Certainly, the image of the moon which teaches the stars to shine suggests hope of great things to come. Other stanzas keep the tenor and tone of hope. Using the Ode mode, the poet prophesies the redemption and prosperity of his land: “Fresh foliage springs on mountaintops… / softening the surrounding air / with perfumed breath;” the land’s “breath drips with … dews / irrigating fallow fields…;” “fate mixes rainbow colours” on the land’s “expansive palette / purifying palsied paths.”

Surely, a “sinking canoe is rowed ashore” and “one yam fills a basket” by the words of elders. Of course, the rainbow symbolizes God’s covenant with man for man’s own well-being. The sinking canoe rowed ashore and the miraculous one yam that fills a basket, reminiscent of one of the lord’s miracles in the scriptures, all proclaim the new life of liberty and growth which God in his Holy Temple (“hallowed altars”) has declared and granted.

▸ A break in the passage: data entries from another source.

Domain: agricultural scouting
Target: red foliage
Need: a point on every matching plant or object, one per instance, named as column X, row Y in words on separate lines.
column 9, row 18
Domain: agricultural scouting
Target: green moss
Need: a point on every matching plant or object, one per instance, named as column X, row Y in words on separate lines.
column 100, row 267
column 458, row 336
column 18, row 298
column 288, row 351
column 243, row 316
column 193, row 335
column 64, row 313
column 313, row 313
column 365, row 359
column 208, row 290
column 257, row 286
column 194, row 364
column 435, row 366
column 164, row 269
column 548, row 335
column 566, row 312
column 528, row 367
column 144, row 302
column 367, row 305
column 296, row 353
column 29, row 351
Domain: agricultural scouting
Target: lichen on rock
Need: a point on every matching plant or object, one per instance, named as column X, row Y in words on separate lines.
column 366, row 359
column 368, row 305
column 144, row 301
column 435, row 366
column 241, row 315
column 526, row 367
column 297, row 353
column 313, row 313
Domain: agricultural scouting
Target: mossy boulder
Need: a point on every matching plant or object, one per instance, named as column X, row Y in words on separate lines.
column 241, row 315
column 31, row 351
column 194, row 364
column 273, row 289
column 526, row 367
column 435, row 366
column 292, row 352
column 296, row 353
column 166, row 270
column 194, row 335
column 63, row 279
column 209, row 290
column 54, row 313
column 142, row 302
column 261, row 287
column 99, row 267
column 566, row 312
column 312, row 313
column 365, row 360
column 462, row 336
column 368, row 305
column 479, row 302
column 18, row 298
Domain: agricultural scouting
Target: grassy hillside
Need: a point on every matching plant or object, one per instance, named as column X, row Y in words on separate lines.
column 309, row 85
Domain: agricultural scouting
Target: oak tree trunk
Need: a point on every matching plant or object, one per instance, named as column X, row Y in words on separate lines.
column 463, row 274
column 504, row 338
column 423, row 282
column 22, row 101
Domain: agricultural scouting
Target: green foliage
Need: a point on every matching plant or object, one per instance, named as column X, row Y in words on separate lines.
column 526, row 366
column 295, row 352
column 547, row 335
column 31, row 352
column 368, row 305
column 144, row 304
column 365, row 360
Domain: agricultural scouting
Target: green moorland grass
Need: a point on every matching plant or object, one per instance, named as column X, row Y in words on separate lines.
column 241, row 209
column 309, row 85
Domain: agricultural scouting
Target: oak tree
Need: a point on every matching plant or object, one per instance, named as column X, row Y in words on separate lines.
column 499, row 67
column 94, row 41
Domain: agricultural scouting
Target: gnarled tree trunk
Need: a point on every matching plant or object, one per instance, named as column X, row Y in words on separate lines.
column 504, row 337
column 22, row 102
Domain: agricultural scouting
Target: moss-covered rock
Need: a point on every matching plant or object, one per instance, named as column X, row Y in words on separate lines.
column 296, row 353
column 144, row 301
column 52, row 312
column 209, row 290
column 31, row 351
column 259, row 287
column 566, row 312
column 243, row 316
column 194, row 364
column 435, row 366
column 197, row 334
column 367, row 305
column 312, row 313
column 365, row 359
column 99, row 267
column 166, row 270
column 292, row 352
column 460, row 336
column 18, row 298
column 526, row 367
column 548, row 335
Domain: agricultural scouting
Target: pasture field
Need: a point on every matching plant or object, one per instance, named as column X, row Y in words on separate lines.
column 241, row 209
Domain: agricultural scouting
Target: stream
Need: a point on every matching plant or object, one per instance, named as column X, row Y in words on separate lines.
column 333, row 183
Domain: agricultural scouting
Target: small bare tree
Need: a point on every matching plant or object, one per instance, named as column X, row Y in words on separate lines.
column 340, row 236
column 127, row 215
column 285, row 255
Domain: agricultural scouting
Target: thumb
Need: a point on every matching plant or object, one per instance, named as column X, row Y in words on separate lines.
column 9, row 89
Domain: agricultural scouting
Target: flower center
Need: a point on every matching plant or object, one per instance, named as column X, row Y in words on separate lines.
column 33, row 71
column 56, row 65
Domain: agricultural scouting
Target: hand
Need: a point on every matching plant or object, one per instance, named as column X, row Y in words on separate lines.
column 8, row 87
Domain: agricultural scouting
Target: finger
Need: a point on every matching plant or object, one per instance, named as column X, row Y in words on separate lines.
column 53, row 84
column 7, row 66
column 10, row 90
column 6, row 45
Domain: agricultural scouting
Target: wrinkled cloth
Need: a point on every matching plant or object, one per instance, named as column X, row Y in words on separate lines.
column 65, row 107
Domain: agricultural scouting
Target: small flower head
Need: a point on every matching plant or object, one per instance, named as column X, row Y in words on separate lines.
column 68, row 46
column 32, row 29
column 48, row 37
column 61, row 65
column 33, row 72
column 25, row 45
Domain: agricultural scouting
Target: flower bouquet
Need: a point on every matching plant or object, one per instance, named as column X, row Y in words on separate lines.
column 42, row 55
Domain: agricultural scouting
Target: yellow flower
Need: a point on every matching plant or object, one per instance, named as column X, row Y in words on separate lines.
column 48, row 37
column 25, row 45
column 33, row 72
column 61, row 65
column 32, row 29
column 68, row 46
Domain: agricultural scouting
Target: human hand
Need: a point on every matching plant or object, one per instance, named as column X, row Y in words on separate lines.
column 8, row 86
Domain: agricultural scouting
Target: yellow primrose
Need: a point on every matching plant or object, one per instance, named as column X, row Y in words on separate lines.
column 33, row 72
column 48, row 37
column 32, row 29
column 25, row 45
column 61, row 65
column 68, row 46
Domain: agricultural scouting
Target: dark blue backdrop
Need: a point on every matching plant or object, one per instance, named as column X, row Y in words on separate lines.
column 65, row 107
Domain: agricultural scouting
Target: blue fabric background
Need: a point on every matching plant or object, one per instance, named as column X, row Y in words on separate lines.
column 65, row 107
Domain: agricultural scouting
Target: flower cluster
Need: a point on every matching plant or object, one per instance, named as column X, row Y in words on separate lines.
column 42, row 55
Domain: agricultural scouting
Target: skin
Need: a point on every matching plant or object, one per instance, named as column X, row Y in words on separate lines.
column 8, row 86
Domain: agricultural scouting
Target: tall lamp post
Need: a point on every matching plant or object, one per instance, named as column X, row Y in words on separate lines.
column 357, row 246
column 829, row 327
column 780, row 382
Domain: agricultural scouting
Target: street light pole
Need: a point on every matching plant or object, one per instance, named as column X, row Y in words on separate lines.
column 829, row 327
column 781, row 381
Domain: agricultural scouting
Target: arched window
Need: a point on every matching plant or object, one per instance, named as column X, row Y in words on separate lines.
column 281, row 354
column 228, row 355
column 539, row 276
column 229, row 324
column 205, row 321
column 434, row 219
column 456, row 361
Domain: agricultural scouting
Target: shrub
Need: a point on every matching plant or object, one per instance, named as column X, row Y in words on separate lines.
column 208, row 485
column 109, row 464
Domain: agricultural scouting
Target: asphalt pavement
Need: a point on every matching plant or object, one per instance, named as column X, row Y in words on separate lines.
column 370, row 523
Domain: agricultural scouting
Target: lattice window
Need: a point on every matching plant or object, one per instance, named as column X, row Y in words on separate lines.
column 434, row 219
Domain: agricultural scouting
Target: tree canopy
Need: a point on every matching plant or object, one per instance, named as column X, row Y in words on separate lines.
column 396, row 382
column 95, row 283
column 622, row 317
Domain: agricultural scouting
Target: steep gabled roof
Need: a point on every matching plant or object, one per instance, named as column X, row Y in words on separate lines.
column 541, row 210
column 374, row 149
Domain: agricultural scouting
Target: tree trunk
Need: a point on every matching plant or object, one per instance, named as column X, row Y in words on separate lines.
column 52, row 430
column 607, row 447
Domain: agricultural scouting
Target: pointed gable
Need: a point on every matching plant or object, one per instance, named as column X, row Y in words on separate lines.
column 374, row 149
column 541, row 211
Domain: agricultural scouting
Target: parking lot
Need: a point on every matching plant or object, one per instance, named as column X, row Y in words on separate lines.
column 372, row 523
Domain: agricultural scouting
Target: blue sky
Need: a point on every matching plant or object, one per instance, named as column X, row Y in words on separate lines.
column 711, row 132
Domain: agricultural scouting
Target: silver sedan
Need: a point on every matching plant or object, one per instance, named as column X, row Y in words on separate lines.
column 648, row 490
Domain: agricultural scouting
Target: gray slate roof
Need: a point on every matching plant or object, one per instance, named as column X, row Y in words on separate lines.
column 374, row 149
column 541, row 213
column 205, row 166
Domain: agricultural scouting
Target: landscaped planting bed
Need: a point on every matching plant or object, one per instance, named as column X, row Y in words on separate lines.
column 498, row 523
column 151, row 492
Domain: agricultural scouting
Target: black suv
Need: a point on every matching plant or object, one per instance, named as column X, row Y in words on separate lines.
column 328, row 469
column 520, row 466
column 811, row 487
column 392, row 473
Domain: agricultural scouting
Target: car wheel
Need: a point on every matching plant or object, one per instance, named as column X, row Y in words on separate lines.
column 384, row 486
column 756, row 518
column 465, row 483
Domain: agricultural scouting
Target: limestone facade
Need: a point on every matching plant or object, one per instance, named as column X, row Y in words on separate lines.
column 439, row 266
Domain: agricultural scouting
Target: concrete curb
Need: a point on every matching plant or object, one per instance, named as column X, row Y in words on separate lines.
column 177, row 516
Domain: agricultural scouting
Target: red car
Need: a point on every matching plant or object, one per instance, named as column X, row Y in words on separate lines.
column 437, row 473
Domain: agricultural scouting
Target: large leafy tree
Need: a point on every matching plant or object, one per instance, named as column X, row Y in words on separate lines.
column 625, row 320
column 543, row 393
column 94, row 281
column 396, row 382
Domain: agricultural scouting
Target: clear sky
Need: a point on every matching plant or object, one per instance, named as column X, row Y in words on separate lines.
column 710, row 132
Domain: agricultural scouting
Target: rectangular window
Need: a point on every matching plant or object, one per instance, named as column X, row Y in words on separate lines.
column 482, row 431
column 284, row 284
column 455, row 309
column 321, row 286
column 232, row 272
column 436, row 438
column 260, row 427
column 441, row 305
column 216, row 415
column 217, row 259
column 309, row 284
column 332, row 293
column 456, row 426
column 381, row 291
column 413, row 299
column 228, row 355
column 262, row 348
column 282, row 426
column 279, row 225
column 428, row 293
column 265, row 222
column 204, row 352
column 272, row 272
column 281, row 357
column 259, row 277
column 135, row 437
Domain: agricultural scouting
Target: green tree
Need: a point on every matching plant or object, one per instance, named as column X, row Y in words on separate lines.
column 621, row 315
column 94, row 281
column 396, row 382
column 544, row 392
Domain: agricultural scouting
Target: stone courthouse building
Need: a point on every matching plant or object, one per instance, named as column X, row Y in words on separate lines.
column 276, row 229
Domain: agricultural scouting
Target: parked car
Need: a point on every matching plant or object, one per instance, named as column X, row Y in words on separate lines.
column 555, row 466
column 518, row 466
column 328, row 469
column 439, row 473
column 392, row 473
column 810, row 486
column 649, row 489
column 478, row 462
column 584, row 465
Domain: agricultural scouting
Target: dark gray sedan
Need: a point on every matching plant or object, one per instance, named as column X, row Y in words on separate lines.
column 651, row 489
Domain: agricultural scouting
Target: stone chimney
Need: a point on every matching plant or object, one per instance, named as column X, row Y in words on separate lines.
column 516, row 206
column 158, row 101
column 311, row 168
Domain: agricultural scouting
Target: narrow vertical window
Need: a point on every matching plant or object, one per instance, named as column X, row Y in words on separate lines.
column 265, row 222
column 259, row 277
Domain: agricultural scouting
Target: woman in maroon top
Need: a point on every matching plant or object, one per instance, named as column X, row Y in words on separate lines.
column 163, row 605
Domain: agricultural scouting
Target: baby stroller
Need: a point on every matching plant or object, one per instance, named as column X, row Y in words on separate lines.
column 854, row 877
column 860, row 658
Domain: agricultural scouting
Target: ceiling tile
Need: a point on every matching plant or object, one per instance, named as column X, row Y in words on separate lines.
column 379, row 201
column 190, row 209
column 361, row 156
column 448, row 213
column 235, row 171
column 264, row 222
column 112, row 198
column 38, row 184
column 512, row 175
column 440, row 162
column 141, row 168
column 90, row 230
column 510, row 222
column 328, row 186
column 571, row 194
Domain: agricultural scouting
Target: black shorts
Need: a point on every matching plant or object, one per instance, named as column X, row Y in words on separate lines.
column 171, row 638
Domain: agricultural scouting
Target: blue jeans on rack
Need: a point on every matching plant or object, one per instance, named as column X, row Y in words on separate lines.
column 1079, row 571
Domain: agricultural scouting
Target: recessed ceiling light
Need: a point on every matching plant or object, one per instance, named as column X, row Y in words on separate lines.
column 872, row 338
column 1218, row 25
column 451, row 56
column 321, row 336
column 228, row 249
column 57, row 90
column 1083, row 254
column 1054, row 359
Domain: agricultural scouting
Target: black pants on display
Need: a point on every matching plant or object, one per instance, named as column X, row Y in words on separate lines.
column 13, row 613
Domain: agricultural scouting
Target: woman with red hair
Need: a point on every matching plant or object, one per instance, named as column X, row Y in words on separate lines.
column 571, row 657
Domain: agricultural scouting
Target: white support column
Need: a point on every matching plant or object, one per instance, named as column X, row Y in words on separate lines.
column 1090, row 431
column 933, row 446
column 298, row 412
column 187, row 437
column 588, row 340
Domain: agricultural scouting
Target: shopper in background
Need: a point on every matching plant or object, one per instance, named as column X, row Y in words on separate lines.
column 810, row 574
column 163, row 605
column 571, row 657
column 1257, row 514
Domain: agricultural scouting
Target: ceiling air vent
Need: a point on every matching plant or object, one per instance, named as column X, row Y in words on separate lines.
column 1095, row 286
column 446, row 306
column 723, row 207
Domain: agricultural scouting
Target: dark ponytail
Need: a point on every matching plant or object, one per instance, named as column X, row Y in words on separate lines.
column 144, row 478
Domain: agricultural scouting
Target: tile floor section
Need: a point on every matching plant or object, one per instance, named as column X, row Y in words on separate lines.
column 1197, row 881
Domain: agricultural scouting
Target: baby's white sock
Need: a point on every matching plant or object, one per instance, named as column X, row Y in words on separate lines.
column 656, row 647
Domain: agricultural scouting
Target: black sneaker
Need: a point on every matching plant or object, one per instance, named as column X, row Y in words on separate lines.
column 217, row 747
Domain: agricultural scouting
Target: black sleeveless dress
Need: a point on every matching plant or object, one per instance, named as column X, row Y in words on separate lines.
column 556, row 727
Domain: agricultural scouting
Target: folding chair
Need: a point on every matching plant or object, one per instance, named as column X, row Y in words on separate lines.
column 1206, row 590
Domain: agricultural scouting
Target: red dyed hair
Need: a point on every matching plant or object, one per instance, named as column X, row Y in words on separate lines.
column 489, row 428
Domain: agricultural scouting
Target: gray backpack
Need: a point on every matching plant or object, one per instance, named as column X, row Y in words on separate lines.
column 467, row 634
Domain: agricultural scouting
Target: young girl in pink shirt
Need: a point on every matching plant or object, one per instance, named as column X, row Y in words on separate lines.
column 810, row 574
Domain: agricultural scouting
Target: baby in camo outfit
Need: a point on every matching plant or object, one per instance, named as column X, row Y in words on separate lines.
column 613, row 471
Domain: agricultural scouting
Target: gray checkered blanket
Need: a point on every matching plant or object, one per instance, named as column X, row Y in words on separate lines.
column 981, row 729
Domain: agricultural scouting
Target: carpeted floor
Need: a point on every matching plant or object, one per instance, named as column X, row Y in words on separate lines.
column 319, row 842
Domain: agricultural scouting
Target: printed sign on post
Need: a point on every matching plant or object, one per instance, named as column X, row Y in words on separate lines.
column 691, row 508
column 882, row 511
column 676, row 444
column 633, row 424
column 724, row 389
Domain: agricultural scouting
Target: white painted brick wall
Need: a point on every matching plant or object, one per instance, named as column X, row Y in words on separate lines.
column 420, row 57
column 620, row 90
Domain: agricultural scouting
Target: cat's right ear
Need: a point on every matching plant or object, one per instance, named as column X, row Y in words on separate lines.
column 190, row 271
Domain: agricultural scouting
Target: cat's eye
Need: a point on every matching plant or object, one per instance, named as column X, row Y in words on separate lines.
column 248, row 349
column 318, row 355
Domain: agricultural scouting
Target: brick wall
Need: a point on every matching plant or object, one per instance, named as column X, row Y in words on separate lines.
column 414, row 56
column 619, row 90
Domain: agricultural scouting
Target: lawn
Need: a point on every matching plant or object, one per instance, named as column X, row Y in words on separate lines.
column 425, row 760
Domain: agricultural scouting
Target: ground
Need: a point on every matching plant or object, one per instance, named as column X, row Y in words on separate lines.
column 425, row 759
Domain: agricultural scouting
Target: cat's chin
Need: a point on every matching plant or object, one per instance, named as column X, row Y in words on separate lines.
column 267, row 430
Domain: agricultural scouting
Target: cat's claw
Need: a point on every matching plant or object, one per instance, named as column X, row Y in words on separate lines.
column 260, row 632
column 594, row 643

The volume could not have ended on a more optimistic note!
Structurally, poems in the volume enjoy ample aspects of free verse. There is no employment of traditional structural forms like the sonnet, epic, quatrain and tercet configurations. This is understandable; the poet has an urgent matter in his hands – the emancipation of his land via the instrumentality of poetry. There is no room therefore for long verse and superfluous structural embellishment. Nevertheless, there is adequate deployment of such poetic devices as alliteration, consonance, assonance, repetition, apt and powerful diction, imagery, rhythm and music to intensify the poetry of his verse.
Ebi Yeibo must be congratulated on this third outing. I recommend this collection to all students and lovers of literature, just as I strongly recommend it to lovers and haters of freedom alike.